Background: Necrotizing enterocolitis (NEC) is a critical intestinal emergency condition, which mainly occurs in preterm low birth weight infants. Necrotizing enterocolitis (NEC) is the most devastating gastrointestinal disease in neonates. The pathogenesis of NEC is not well defined but evidence strongly suggests that it is multifactorial. Prematurity and enteral feeding are major risk factors for NEC.
Objectives: The purpose of this study is to determine whether DHA is effective in the prevention or reducing severity of necrotizing enterocolitis in preterm/low birth weight neonates.
Patients and Methods: We conducted an interventional two armed double blinded randomized control trial during the period from September 2017 to August 2020 in our tertiary level NICU. Our study recruited 80 neonates, they were divided blindly in to two groups (40 each) where; one group was labelled by yellow card and the other by red card. One color was assigned to receive DHA and the other receive the placebo;where their information were kept hidden and unknown till results of lab was received. The nurses were not informed by the type of the medication they give to patients.

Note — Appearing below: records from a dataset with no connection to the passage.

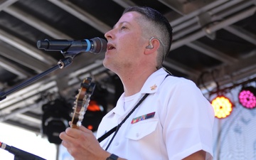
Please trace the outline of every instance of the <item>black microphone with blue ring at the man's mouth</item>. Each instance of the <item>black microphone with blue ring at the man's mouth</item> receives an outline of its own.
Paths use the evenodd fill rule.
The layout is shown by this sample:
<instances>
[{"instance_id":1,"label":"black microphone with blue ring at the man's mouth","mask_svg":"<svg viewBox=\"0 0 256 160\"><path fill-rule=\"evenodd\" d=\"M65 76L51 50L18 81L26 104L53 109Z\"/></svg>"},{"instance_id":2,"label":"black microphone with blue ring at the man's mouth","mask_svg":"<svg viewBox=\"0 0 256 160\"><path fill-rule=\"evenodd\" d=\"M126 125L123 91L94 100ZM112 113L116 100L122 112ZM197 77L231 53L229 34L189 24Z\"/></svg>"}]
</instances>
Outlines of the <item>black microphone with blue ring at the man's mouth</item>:
<instances>
[{"instance_id":1,"label":"black microphone with blue ring at the man's mouth","mask_svg":"<svg viewBox=\"0 0 256 160\"><path fill-rule=\"evenodd\" d=\"M90 52L105 53L107 51L107 41L102 38L92 38L90 40L48 40L37 41L38 49L49 51L60 51L61 53Z\"/></svg>"}]
</instances>

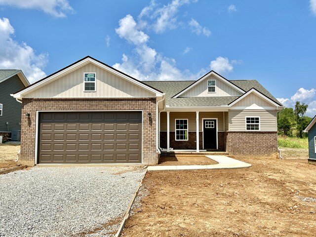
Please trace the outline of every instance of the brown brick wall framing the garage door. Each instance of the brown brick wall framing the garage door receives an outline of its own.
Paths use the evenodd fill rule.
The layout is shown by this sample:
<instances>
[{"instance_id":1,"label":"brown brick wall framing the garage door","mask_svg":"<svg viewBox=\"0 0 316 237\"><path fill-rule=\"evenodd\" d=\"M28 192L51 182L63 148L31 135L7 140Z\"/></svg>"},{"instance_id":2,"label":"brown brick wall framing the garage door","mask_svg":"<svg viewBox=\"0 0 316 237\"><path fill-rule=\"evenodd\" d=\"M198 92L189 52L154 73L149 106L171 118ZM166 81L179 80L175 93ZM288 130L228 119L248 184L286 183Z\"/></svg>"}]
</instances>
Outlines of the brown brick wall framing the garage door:
<instances>
[{"instance_id":1,"label":"brown brick wall framing the garage door","mask_svg":"<svg viewBox=\"0 0 316 237\"><path fill-rule=\"evenodd\" d=\"M22 116L21 158L23 164L34 165L36 111L58 110L142 110L143 111L143 164L157 164L156 151L156 98L132 99L23 99L22 115L30 113L30 118ZM148 113L152 114L148 118Z\"/></svg>"}]
</instances>

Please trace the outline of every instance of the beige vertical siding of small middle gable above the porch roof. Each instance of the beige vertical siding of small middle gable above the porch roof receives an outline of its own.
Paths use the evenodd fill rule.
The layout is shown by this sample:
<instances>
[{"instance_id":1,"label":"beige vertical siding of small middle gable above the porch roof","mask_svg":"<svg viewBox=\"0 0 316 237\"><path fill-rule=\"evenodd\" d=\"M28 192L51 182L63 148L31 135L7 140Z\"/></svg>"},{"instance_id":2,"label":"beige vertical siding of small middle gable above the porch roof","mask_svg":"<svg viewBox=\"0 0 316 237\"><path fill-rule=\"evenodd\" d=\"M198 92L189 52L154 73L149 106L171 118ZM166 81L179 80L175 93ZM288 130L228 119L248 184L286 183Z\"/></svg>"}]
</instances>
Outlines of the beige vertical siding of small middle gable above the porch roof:
<instances>
[{"instance_id":1,"label":"beige vertical siding of small middle gable above the porch roof","mask_svg":"<svg viewBox=\"0 0 316 237\"><path fill-rule=\"evenodd\" d=\"M216 92L208 93L207 80L216 81ZM239 91L233 88L231 85L223 82L221 79L217 79L214 76L209 76L203 81L199 82L196 86L185 92L181 97L186 96L236 96L241 95Z\"/></svg>"}]
</instances>

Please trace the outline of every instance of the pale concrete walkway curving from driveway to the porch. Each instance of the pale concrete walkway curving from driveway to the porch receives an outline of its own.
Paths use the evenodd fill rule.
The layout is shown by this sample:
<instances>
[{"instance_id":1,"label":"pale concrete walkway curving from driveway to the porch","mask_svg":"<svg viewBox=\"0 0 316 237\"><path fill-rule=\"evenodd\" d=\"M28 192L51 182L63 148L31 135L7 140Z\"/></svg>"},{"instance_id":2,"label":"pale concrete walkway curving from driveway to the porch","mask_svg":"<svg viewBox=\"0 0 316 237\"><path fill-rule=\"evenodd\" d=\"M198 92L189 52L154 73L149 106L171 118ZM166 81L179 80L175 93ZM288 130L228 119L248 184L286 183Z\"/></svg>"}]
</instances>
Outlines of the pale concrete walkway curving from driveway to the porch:
<instances>
[{"instance_id":1,"label":"pale concrete walkway curving from driveway to the porch","mask_svg":"<svg viewBox=\"0 0 316 237\"><path fill-rule=\"evenodd\" d=\"M206 156L213 159L218 164L211 165L161 165L161 166L148 166L147 170L191 170L191 169L237 169L250 167L251 164L242 162L237 159L229 158L226 156Z\"/></svg>"}]
</instances>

Results: Our results showed a significant increase in the length of the neonates received DHA than those who received placebo (P=0.000). Additionally, although all other arthropometric measurements have been significantly increased in neonates of DHA at the follow-up evaluation, it was of no significant value when compared with the neonates of the opposite group. As regards the incidence of feeding intolerance, our results demonstrated a significant statistical improvement among neonates of DHA group; regarding abdominal girth, intestinal sound, gastric residual, passage of stool and modified NEC BELL’S criteria (P < 0.05). It was of most important to monitor the effect of DHA On sepsis and clinical laboratory including CBC. SNAP score for evaluation of sepsis was evaluated initially and 10 days later for both groups where, it increased from 9.6 to 19.2 among patients of group B and decreased from 14.4 to 8.3 among neonates of group A (P<0.001 and 0.001) respectively. This reflects the improvement of group A. Furthermore, the platelet count also decreased in group B from 199.3 to 123.1 while; it increased from 93.7 to 192.8 among neonates of group A, yielding a high significant difference at further evaluation and demonstrates the improvement occurred in the neonates taking DHA. These findings signify the possible role of DHA during sepsis in preterm infants.
Conclusion: DHA has not been used as unique intervention at a high but physiological dose; in addition, our previous results found an anti-inflammatory effect in neonates. Therefore, we expect that preterm infants may have a reduced bowel inflammatory response and lower NEC events and or severity.